Often the art world pulls us in opposite directions. For example two of Portland's most popular art personages have rival openings in two very different cities making one choose between Team Kristan and Team Holly. I really should be at both... and you should too. Actually you will see the work better if you go during the day Saturday.
At
Fourteen30 Kristan Kennedy is opening Sleeper and people will go just to kiss her ass and try to get a show at TBA.

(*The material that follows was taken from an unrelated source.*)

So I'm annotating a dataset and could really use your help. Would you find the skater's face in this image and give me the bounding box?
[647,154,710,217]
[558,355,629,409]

Kristan of course is the Visual art curator at PICA but everyone knows she's at heart a working painter. She's smart, one of the brightest people in the scene but there has always been a push/pull between her two roles and it always seemed like she was deliberately learning from every artist she worked with as a curator. You could see it most clearly with Jesse Hayward's work at PICA's 2009 TBA but other TBA artists like Charles Atlas, Storm Tharp and Jessica Jackson Hutchins are all in the mix. Lately in group shows Kristan's work has come alive... most recently when very passive, almost apologetic wall based pieces like N.T.N.L.M.R.R.D.R.P. were reconfigured as a shawls covering some furniture in upstate New York art fair. It was a breakthrough. Instead of passive, it seemed to actively wield a silencing of forms and a sense that something was awakening. For that reason I'm very excited about this show and the possibility of Kristan finally fulfilling her potential.
Sleeper |
Fourteen30 Contemporary
Reception: May 31, 6 - 8PM
May 31 - July 7, 2013
1501 SW Market
The Deconstruction (2011)
At the Hallie Ford Museum in Salem, Holly Andres is opening her first retrospective
The Homecoming. She has become a hot commodity in fashion and commercial photography and her fine art work has started to emerge from the influence of Gregory Crewdson and Justine Kurland in exciting narrative ways. It will be great to see so much of it in one place from such a young artist.

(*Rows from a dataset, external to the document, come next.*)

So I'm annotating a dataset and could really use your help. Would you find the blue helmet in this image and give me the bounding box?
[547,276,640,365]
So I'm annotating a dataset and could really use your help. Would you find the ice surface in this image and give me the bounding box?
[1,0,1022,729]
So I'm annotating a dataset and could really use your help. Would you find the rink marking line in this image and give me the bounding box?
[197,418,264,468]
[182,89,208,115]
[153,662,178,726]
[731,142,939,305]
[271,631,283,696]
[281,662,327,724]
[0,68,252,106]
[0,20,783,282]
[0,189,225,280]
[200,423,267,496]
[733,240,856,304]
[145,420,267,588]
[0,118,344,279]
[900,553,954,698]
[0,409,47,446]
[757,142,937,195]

The Homecoming | Hallie Ford Museum
Reception May 31 | 6 - 8PM
June 1 - August 4th
Mr. Jahn:
This post is offensive the artist, the gallery, and the larger art community. What you have written is not art journalism. You are embarrassing yourself by writing these ignorant and personal
remarks.
I have already received countless calls from the art community in the past 30 minutes, expressing outrage regarding this
ridiculous post. You can most certainly expect further contact and ramifications to be addressed directly to you at
jeff@portlandart.net
If anyone has any questions or further comments, please email me directly at info@fourteen30.com.
Regards,
Jeanine Jablonski
Owner, Fourteen30 Contemporary
Jeanine,
I believe this is being blown way out of proportion and in many ways reeks of censorship of critical opinions that are anything but ignorant. In fact, everything is grounded in close observation and art discourse and perhaps you mistook the humor and compliments? Arts writing that takes a position based on close observation and art discourse is a dieing breed... being replaced by bland regurgitation press releases. Is that what you prefer?

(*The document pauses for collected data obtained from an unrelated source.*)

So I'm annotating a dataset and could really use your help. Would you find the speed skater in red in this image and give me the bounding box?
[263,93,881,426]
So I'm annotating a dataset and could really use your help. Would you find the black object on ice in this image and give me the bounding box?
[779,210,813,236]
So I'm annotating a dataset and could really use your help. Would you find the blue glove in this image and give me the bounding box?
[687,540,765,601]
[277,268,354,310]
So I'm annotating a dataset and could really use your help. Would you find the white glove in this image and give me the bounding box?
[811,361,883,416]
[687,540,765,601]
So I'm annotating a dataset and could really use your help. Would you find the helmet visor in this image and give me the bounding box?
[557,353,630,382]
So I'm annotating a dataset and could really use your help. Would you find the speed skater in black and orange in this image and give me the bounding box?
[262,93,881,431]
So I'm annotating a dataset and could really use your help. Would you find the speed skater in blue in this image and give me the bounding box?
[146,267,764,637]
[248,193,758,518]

First off, none of this is personal (calling Kristan one of the smartest people in the scene is a professional observation) and everything touched on is part of discussing an artist's practice. It is hardly incendiary and in a larger city it might be considered polite. It is a little surprising that a gallerist couldn't take a little frank discussion and shuns the attention. Perhaps it is the truth this laid bare is a little too much for you to take? In a private email Kristan herself seemed to understand what I was doing and asked me to still come to the show.
What are you taking offense at? The obvious jest at "Teams" (Notice I did indicate BOTH artist's shows are something I am eagerly awaiting). The idea that Kristan is an artist whose curatorial practice is (positively) informed by being an artist? Learning is positive in my book. The "ass kissing" remark was just a way to clear the air over something that happens all of the time for everyone who curates and makes art (myself included) and was used to get the piece onto the interesting part... some real discussion of Kristan's art? Notably the press release had very little to discuss so as a writer I filled the void. Once again how does this do anything but help?
On a more positive note when is the last time a piece of arts writing has actually influenced people to call a gallery in Portland?
Having an actual edge to one's writing means sometimes people will overreact (and there are some very soft egos in this town). Reread it after a few days go by and see if still feels the same to you. If so I apologize that it didn't connect in the way I wanted it to... but obviously it has connected.
I stand by what I wrote and reiterate that is was nearly all positive (just not in the way you may have expected).